Reading & Composition

Reading & Composition

The Time(s) of the Post-Colonial
Course Number: 
R1B.007
Course Catalog Number: 
21478
Course Type or Level: 
Instructor: 
Caitlin Scholl, Saniya Taher
Days: 
MWF
Time: 
2-3
Semester: 
Location: 
B1 Hearst Annex

In the mid-20th century, national liberation movements and indigenous wars of independence reconfigured the world as European colonial regimes crumbled and new nation-states emerged throughout the globe. And yet the racial capitalism that coloniality inaugurated continued unabated. In this course we will focus our attention on the “post-colonial,” a critical term that arose in the wake of these events and that is still used to define our current moment. As a concept, the post-colonial implies the establishment of a new historical order in the wake of occupation, even as the term preserves this colonial past as the defining feature of all that follows. In other words, the “post-” signifies not only an aftermath, but also a (quite literal) attachment to what came before, suggesting colonialism’s continuation and persistence in the present. In the lingering shadow of the colonial, what happens to imagination, to politics, to community—to life itself? What effect does this temporal rupture-that-is-not-a-rupture have on our understanding of history and sense of the future?

In order to grapple with this question, we will focus primarily on 20th-century films and literature from Africa and the Middle East, as well as work from black and indigenous writers and filmmakers in the US. We will also consider how these ideas about violence and justice, memory and memorialization, exhaustion and resistance manifest in our current times(s): in the so-called migrant crisis; in the waves of anti-government uprisings across North Africa and the Middle East since 2010; in the global “statue wars”; and in the Afrofuturism-mania inspired by Black Panther.
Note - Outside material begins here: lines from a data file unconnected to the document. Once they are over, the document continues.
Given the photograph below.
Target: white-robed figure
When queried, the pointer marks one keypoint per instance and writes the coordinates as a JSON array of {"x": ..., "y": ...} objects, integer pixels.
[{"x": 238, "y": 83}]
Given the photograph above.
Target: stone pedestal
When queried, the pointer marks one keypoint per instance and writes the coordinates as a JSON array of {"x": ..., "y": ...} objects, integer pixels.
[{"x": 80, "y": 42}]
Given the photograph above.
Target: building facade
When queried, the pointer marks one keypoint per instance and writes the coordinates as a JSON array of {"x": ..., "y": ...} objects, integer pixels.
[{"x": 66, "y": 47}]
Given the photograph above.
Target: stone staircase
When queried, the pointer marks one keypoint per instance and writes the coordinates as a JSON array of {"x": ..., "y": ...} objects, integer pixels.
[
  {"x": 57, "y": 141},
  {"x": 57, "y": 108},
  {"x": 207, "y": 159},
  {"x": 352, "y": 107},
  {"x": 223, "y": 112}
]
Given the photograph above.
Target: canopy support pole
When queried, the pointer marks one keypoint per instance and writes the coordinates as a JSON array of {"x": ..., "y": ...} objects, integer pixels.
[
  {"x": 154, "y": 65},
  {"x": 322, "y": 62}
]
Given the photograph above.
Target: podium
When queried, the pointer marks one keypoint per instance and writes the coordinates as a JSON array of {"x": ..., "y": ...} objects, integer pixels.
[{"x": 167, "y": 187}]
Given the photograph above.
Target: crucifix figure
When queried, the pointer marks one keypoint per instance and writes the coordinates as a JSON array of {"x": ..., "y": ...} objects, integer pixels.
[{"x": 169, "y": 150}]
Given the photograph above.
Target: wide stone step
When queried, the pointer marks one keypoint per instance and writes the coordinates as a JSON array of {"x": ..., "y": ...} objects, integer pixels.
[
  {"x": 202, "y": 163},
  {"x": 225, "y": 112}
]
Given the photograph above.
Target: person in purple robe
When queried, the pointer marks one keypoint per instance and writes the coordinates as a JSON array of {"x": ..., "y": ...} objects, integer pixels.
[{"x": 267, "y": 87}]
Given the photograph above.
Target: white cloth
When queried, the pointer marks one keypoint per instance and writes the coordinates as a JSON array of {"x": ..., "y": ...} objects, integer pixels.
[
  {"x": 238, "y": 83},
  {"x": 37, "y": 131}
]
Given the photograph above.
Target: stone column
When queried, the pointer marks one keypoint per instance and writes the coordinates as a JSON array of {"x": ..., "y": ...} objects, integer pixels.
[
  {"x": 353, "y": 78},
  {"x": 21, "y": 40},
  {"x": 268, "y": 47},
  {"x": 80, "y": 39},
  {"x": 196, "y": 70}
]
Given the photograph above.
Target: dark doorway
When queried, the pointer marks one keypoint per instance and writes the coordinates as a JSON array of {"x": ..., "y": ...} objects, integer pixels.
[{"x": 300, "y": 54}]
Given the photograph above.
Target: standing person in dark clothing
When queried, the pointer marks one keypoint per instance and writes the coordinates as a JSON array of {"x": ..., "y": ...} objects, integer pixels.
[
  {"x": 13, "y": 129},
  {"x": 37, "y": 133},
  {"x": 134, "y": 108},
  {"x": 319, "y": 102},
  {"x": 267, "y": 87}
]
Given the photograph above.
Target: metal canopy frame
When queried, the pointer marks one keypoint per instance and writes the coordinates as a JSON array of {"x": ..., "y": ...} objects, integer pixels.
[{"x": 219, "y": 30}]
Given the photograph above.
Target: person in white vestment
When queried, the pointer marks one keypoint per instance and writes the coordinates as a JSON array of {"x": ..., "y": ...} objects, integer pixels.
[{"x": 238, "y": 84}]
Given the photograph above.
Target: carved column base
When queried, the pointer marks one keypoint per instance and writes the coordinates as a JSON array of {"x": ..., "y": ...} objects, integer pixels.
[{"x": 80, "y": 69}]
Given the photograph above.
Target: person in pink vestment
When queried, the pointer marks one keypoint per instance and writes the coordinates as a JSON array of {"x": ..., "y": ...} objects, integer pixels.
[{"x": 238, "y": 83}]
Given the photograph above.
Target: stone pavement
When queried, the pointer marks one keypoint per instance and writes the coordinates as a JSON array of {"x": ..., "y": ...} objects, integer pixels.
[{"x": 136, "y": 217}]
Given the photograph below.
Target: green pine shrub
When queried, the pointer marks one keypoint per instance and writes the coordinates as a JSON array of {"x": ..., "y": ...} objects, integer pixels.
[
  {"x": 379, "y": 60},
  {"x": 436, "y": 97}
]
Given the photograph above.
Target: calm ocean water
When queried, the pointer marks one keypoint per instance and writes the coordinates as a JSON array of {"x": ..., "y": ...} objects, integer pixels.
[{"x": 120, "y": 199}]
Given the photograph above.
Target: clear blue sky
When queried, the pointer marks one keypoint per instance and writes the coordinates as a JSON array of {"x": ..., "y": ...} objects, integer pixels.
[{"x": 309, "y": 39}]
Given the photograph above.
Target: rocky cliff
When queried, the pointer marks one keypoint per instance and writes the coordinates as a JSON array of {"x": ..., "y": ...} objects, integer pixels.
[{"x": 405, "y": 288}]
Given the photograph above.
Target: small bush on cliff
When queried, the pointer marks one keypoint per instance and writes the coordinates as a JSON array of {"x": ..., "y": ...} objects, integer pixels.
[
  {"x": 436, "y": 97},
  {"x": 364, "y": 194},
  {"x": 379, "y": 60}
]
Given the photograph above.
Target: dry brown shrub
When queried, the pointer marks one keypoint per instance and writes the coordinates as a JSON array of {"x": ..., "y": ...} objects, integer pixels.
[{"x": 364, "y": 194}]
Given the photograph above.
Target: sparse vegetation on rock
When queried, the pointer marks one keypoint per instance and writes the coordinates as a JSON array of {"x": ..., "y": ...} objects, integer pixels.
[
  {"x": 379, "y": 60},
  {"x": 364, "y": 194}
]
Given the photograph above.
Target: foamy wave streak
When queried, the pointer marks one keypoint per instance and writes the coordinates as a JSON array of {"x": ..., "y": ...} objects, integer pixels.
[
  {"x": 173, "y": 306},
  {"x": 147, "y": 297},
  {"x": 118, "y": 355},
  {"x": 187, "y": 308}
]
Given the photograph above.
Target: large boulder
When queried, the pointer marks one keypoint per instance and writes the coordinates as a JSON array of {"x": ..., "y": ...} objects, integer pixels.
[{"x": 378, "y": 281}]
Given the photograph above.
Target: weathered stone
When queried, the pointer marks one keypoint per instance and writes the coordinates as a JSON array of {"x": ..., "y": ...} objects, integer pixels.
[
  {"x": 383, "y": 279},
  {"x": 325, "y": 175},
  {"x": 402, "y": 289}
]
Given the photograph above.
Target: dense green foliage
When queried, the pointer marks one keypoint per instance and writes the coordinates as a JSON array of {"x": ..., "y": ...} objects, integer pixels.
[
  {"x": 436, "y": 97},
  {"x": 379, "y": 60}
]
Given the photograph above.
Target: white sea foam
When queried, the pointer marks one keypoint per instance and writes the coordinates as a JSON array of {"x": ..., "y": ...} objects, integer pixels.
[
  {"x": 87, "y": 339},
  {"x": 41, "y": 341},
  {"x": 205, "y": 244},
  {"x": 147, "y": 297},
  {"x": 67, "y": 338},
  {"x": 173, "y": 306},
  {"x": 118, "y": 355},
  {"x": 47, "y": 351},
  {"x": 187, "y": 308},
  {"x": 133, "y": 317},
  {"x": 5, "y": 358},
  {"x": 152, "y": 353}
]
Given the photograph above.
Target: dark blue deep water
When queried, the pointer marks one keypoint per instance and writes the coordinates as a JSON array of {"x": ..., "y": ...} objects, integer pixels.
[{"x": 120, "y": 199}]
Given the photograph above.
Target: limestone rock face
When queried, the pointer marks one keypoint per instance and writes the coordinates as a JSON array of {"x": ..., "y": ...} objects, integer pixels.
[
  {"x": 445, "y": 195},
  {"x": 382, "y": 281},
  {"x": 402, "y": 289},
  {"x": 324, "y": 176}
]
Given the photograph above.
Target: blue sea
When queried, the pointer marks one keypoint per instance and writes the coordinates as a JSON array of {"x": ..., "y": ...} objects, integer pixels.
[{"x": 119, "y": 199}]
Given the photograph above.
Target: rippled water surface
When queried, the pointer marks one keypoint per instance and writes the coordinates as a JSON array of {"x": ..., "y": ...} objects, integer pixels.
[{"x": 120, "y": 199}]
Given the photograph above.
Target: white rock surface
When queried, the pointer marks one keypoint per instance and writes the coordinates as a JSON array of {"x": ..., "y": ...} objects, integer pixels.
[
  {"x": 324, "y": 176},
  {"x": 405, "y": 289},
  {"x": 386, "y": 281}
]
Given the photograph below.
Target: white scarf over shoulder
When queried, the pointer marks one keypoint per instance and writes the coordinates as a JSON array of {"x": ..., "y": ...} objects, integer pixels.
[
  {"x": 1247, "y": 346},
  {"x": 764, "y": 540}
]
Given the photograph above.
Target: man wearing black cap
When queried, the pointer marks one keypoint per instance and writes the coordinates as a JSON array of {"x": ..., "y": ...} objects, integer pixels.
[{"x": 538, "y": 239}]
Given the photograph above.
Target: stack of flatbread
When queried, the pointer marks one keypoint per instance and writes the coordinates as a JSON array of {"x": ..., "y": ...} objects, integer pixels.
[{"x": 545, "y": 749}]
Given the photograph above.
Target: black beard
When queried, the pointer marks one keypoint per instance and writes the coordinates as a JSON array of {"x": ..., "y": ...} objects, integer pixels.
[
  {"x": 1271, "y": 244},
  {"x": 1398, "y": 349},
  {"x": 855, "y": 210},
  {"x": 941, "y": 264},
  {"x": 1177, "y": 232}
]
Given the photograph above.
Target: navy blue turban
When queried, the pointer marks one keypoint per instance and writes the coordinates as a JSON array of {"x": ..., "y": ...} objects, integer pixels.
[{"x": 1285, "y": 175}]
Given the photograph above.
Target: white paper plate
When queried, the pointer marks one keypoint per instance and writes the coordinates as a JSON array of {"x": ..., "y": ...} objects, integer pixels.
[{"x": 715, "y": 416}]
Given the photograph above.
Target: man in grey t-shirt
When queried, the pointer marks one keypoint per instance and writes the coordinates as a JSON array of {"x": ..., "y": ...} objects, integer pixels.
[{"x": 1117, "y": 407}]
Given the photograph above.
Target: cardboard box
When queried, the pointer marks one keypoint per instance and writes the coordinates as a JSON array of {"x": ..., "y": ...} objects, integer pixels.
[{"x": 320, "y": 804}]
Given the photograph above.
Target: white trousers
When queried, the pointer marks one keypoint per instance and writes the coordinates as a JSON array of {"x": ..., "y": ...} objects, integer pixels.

This course is designed to help students develop critical thinking, writing, and oral expressions skills that will be applicable in your many fields of study. Through the drafting and revision of several essays of increasing length, you will learn how to develop cogent analytical arguments and how to research and incorporate scholarly materials in the development of these arguments, while shorter informal writing assignments will help you think through the course material and prepare for class discussion. As this is a discussion-based course, we will place a strong emphasis on active student participation in class.

Possible films include:

Gillo Pontecorvo, The Battle of Algiers (1966)

Ousmane Sembène, Black Girl (1966)

Assia Djebar, Zerda and the Songs of Forgetting (1982)

Julie Dash, Daughters of the Dust (1991)

Ziad Kalthoum, Taste of Cement (2016)

Ryan Coogler, Black Panther (2018)

Possible literary texts include:

Kateb Yacine, Nedjma (1956)

Emile Habibi, The Pessoptimist (1974)

Leslie Marmon Silko, Ceremony (1977)

Ama Ata Aidoo, Our Sister Killjoy (1977)

 

A reader will include short literary and critical selections from Olaudah Equiano, Octavia Butler, Hassan Blasim, James Baldwin, Arwa Salih, Frantz Fanon, AiméCésaire, Karl Marx, Binyavanga Wainaina, Sylvia Wynter, James C. Scott, and Ngugi wa Thiong’o, among others.